中国で「特殊詐欺の架け子バイト」で逮捕された元日本人受刑者 地獄の刑務所生活を耐え抜き”奇跡の帰国”を果たすまで
忘れ得ぬ焼肉の味
2日後、空港で警官と別れると帰国便に乗った。軽く出稼ぎをしてくる気分で日本を出てから4年半が経過していた。
「空港には母親と友人が出迎えに来てくれました。家に到着してから、友達と2人で焼肉を食べに行った時の喜びは忘れられません。ビールやレモンサワーを浴びるように飲みました」
半年経過した今でも、食事をしていて感動することがある。
「どんな食べ物もおいしいです。居酒屋で出るきゅうり一つとっても。『出所してから、まだこれ食べてなかったんだ』って感じの発見が今も続いています」
この5年間を振り返ってみて、失ったものは大きいが得たものあると語る。
「自業自得。社会人としての自覚が足りなかった。自分勝手な解釈で生きようとしていた自分を見直しました。今はまだ実家に居候していて充電期間中ですが、そろそろ前を向いて歩き出すつもりです。私は母子家庭で育ったのですが、これからは同じような家庭を支援する仕事をしていきたいと、ぼんやり考えています。中国での経験で我慢も覚えられた。コツコツやるしかない」
中国を憎むような気持ちは一切ないと語る。
「拘置所で知り合った仲間たちは、刑務所に手紙も書いてくれた。彼らがいなかったら、4年半、あの劣悪な環境で生き抜けなかったと思うのです。日本人には考えられないようなひどい環境で生まれ育ち、やむなく犯罪に手を染めてしまった者が多い。
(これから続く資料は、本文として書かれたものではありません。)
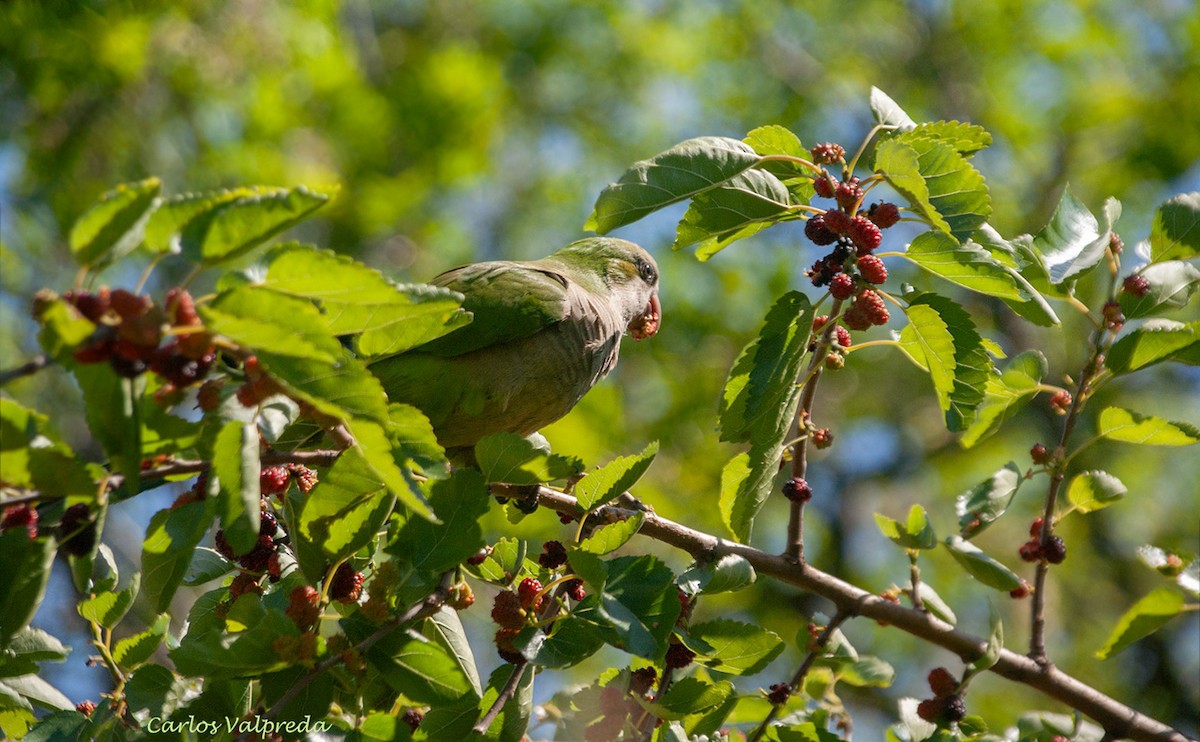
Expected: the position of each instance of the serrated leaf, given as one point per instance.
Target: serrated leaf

でも、中身は同じ人間で、愛嬌もある優しい奴らなんです。中国語が堪能になったし、今後は中国人に何か恩返しをしていきたという気持ちもあります」
Aさんと一緒に拘束された35人の日本人の中には、10年以上の長期刑が下った者も多い。いまも十数人が福建省の刑務所で服役を続けている。